Paper Break is a series where I look at an exciting, recent AI white paper from some of the biggest brains out there and try to make sense of it in a way that I can understand it
HyperDreambooth
tldr; You’ll soon be able to train a diffusion model like Stable Diffusion on a subject with just one source image at 25x the speed of current techniques, significantly less compute, and with a substantially smaller output file
Paper Name: HyperDreamBooth: HyperNetworks for Fast
Personalization of Text-to-Image Models
From: Google Research, Nataniel Ruiz, Yuanzhen Li, Varun Jampani, Wei Wei Tingbo Hou, Yael Pritch, Neal Wadhwa, Michael Rubinstein, Kfir Aberman
When: Jul 13, 2023
Primer
Before we dive into this white paper, It’s essential to understand how training or tuning a diffusion model on a subject or style works now. If you’re familiar with this already, skip ahead to the breakdown.

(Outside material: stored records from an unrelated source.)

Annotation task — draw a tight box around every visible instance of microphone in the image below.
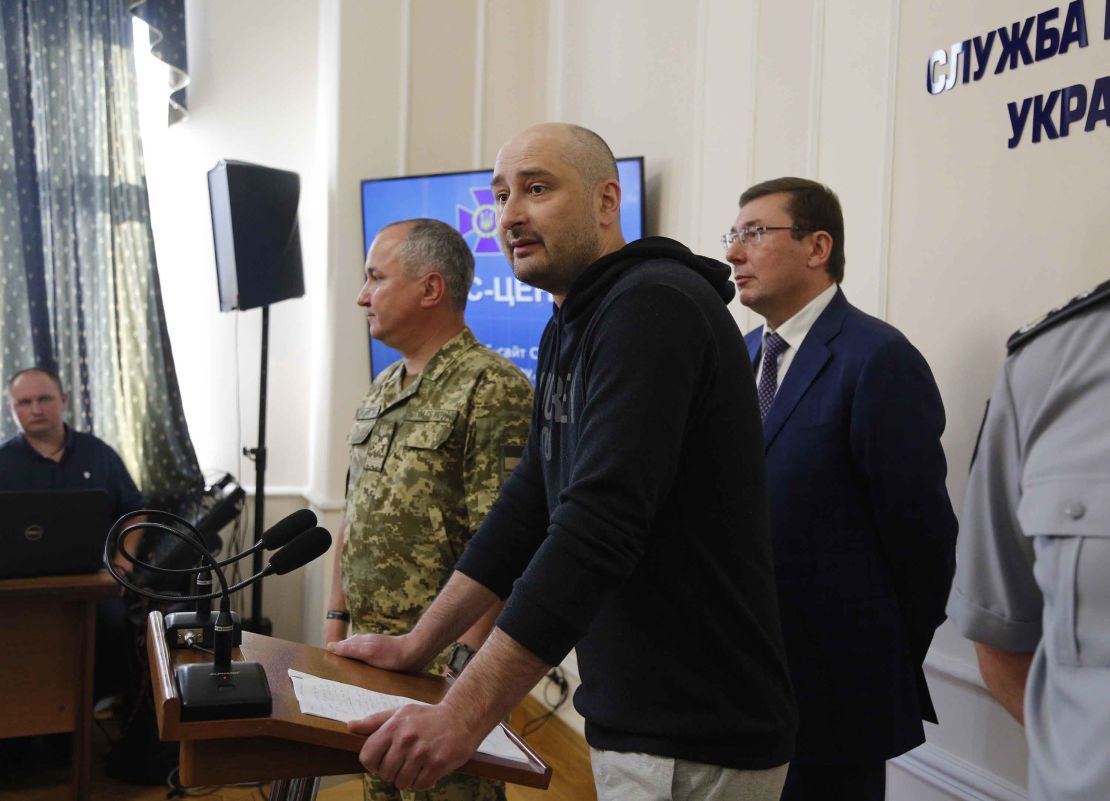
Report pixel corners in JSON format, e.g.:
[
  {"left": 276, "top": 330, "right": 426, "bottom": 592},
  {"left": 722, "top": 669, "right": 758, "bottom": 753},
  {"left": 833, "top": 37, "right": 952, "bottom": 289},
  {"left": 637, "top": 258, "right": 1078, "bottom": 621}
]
[
  {"left": 195, "top": 569, "right": 213, "bottom": 622},
  {"left": 185, "top": 508, "right": 317, "bottom": 629},
  {"left": 130, "top": 508, "right": 320, "bottom": 579},
  {"left": 153, "top": 525, "right": 333, "bottom": 604},
  {"left": 190, "top": 528, "right": 336, "bottom": 696},
  {"left": 165, "top": 567, "right": 226, "bottom": 648},
  {"left": 259, "top": 508, "right": 318, "bottom": 550},
  {"left": 103, "top": 510, "right": 332, "bottom": 722},
  {"left": 162, "top": 509, "right": 319, "bottom": 648},
  {"left": 179, "top": 527, "right": 332, "bottom": 721},
  {"left": 266, "top": 527, "right": 332, "bottom": 575}
]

If you want to use stable diffusion to generate portraits of a person, dog, or art in a specific style, then your best bet is to do some training. You can use img-to-img generation as you would in Midjourney, but you’re extremely limited in how much control you have over the output. Also, getting consistent generations across prompts would require reusing the same seed and even supplying another image. Ideally, you want the model to “remember” a face and be able to use it with a specific keyword in a prompt. Something like this:
A close-up portrait of ohwx woman sitting in a chair drinking coffee.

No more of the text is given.